StarJoinInfo in SQL Server Execution Plans
Introduction
From time to time, you might notice that one or more joins in an execution plan is annotated with a StarJoinInfo
structure. The official showplan schema has the following to say about this plan element:
<xsd:complexType name="StarJoinInfoType">
<xsd:annotation>
<xsd:documentation>Additional information about Star Join structure.</xsd:documentation>
</xsd:annotation>
<xsd:attribute name="Root" type="xsd:boolean" use="optional"/>
<xsd:attribute name="OperationType" use="required">
<xsd:simpleType>
<xsd:restriction base="xsd:string">
<xsd:enumeration value="Fetch"/>
<xsd:enumeration value="Index Intersection"/>
<xsd:enumeration value="Index Filter"/>
<xsd:enumeration value="Index Lookup"/>
</xsd:restriction>
</xsd:simpleType>
</xsd:attribute>
</xsd:complexType>
The inline documentation (“Additional information about Star Join structure”) is not all that enlightening, though the other details are quite intriguing. I will cover those in detail.

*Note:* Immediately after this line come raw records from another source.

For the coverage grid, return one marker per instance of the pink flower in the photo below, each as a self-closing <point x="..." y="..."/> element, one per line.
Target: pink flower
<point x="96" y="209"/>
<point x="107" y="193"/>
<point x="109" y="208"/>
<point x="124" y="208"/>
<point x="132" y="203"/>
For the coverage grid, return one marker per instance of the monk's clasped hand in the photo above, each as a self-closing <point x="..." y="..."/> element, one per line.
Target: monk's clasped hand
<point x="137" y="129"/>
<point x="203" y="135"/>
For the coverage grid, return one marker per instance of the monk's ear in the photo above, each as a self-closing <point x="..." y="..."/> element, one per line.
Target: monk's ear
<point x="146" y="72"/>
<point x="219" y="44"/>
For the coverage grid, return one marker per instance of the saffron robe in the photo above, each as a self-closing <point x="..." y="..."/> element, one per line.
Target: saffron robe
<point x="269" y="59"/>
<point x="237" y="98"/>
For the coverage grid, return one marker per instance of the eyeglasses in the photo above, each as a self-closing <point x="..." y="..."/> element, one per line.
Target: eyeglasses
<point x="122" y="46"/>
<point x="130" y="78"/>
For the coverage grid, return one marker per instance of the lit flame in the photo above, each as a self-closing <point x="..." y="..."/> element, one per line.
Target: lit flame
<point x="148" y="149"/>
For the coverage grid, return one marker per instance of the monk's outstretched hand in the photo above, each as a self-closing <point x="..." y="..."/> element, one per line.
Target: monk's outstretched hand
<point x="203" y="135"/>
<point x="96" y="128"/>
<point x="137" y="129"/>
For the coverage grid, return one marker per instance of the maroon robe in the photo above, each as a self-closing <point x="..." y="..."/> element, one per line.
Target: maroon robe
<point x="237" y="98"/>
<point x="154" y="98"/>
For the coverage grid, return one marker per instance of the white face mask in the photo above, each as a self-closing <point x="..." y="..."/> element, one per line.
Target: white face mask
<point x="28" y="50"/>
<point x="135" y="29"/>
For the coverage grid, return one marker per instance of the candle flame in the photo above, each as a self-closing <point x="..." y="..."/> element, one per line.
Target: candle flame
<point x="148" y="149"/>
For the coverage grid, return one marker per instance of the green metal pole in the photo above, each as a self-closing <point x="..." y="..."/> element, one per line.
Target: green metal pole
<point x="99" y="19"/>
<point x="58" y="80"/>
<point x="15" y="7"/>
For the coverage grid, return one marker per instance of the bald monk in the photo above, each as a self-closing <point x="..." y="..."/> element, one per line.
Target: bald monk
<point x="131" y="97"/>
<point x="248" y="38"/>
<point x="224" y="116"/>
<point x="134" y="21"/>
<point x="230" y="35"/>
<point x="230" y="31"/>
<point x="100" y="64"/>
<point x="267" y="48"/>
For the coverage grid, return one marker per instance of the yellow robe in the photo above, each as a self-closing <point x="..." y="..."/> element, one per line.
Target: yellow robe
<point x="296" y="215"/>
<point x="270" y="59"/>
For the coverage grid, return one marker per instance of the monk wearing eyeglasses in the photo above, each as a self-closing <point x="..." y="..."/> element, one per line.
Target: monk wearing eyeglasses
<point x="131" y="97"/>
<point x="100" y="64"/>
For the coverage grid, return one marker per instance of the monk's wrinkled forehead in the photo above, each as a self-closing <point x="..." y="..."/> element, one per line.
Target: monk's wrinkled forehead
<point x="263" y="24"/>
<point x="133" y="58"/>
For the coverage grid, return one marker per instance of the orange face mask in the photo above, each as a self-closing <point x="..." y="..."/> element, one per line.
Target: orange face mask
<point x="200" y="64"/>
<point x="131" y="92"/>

If you consult your favourite search engine for more information using terms like “SQL Server star join optimization”, you are likely to see results describing optimized bitmap filters. This is a separate Enterprise Edition feature introduced in SQL Server 2008 and not related to the StarJoinInfo
structure at all.
Selective Star Queries
The presence of StarJoinInfo
indicates that SQL Server applied one of a set of optimizations targeted at selective star schema queries. These optimizations are available from SQL Server 2005 in all editions (not just Enterprise). Note that selective here refers to the number of rows fetched from the fact table. The combination of dimensional predicates in a query may still be selective even where the individual predicates qualify a large number of rows.
Index intersection
The query optimizer may consider combining multiple nonclustered indexes where a suitable single index does not exist, as the following AdventureWorks query demonstrates:
SELECT
COUNT_BIG(*)
FROM Sales.SalesOrderHeader
WHERE
SalesPersonID = 276
AND CustomerID = 29522;
The optimizer determines that combining two nonclustered indexes (one on SalesPersonID
and the other on CustomerID
) is the cheapest way to satisfy this query (there is no single index covering both columns):
Each index seek returns the clustered index key for rows that satisfy the predicate. The join matches the returned keys to ensure that only rows that match both predicates are passed on.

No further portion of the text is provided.